Held: The claim was allowed in part.

(1) It was necessary in every case to identify what the terms of the trust on which the defendant received funds were. One then had to consider whether, on the facts, what happened was sufficient to discharge the trust. Subject to any application by the solicitor for relief under section 61 of the Trustee Act 1925, if there was a breach of trust and the underlying commercial transaction had not completed, then the beneficiary could still require the solicitor to restore the trust fund; or if there was a breach of trust followed by completion of the underlying commercial transaction, the beneficiary would be entitled to equitable compensation which looked not to the fact of loss of the fund but to the loss which, using hindsight and common sense, could be seen to have been caused by the breach. What the claimant lost when the breach occurred was the amount of money which was not retained when it should have been. While the authorities showed that, in cases of actual completion, the result would be an award of compensation reflecting the loss which the claimant would not have suffered but for the breach, they did not show that, if completion did not occur, compensation would be awarded on that basis. In cases in which completion did not occur, and that was what was needed to discharge the trust, the solicitor had to restore the amount which had been lost from the trust fund unless he was relieved of liability under section 61: Target Holdings Ltd v Redferns (a firm) [1996] AC 421, Lloyds TSB Bank plc v Markandan and Uddin [2012] EWCA Civ 65; [2012] PLSCS 27, Nationwide Building Society v Davisons Solicitors [2012] EWCA Civ 1626; [2013] 1 EGLR 73; [2013] 10 EG 148, AIB Group (UK) Ltd v Mark Redler & Co [2013] EWCA Civ 45; [2013] PLSCS 51 and Santander (UK) plc v RA Legal Solicitors [2013] EWHC 1380 (QB); [2013] PLSCS 141 considered.

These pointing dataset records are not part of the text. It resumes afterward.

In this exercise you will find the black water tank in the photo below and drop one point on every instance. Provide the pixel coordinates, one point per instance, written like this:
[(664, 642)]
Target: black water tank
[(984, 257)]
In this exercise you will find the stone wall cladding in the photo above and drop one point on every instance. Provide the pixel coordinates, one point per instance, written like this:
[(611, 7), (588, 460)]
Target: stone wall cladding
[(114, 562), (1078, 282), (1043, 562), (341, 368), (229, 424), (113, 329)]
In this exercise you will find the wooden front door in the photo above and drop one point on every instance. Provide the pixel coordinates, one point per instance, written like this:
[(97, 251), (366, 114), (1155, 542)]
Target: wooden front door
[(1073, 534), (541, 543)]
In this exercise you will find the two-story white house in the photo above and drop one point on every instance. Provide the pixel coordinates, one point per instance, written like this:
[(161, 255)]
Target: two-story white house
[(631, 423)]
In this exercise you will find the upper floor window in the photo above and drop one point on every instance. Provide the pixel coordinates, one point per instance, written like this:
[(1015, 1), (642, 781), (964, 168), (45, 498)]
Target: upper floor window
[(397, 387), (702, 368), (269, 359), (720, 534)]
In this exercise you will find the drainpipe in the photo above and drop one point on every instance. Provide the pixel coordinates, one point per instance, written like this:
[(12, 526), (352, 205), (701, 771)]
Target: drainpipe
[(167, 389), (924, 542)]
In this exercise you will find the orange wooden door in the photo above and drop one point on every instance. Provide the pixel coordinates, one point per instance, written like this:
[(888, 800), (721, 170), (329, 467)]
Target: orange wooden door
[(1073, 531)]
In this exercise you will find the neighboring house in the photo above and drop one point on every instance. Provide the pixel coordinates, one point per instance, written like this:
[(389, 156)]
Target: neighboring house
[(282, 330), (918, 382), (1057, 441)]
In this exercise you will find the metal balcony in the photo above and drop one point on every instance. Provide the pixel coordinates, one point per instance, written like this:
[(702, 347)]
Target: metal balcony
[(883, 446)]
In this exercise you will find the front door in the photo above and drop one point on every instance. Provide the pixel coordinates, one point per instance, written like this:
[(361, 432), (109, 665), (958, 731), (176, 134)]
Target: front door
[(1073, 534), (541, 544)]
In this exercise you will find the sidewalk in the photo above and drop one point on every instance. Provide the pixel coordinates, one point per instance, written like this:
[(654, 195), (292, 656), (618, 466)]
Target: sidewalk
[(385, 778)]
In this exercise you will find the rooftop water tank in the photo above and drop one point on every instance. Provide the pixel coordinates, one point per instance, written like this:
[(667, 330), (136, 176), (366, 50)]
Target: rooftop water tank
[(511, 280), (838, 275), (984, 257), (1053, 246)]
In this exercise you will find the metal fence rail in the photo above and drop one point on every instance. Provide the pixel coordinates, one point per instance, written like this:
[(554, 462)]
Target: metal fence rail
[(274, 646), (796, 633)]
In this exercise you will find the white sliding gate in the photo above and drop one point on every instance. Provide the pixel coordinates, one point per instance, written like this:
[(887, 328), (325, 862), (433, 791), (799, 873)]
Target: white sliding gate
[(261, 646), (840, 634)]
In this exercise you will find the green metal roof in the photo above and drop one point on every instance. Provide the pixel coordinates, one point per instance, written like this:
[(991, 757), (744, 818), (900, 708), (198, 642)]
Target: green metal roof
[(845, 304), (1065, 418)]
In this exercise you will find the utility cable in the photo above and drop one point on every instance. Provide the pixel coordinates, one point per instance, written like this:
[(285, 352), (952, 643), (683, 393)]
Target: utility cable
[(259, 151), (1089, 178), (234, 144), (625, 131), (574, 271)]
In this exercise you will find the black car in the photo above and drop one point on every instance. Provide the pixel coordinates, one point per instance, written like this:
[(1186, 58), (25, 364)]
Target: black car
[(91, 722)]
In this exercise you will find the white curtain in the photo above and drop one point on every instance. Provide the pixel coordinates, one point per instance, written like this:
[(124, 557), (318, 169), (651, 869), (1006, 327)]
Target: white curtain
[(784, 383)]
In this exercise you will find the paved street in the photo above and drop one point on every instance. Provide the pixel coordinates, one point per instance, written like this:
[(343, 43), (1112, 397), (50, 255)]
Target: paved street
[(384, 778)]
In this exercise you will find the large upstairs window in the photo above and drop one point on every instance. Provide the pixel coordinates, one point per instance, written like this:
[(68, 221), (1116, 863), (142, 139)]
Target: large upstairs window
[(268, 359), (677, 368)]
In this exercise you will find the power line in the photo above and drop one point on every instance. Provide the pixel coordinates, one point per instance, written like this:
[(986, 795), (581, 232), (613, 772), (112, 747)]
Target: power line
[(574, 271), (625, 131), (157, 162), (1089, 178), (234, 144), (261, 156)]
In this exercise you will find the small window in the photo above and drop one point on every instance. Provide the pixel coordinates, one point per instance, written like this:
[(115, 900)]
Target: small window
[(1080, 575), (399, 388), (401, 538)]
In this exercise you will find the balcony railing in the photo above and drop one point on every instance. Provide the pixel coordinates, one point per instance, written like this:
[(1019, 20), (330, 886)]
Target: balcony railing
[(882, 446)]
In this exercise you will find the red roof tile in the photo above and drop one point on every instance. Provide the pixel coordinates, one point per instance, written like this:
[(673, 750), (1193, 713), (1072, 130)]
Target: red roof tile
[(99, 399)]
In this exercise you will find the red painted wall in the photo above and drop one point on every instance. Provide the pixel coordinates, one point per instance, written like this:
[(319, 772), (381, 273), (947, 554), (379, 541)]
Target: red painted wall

Applying those principles to the present case, there had been a breach of trust by the defendant when the monies were appropriated by F. The trust on which the defendant had received the sum of £315,000 could only be discharged by genuine completion or by the return of that sum. Therefore, subject to the application for relief under section 61 of the 1925 Act, the claimant was entitled to payment of £315,000 with interest.

(2) The trustee had the onus of proving honesty and reasonableness and that he ought fairly to be excused. The standard of reasonableness was just that: the section did not predicate that the trustee must necessarily have complied with best practice in all respects. The careful, conscientious and thorough solicitor, who conducted the transaction by the book and acted honestly and reasonably in relation to it in all respects but still did not discover the fraud, might still be held to have been in breach of trust for innocently parting with the loan money to a fraudster but he was likely to be treated mercifully by the court on his section 61 application. In identifying what conduct of the defendant it was relevant to take into account, when considering whether the trustee had acted reasonably, the relevant action must at least have been connected with the loss for which relief was sought.

In the present case the defendant had proved that it had acted reasonably because of the lack of causal connection between the defendant’s behaviour and the loss. Therefore, the court would give relief from liability for the £315,000.

(3) As regards the claim for damages for breach of duty at common law, the claimant had been largely successful and, adopting a practical and realistic approach, damages were calculated in the sum of £45,379 and there would be judgment for the claimant in that amount.

Peter Dodge (instructed by Memery Crystal LLP) appeared for the claimant; Spike Charlwood (instructed by Caytons Law) appeared for the first defendant.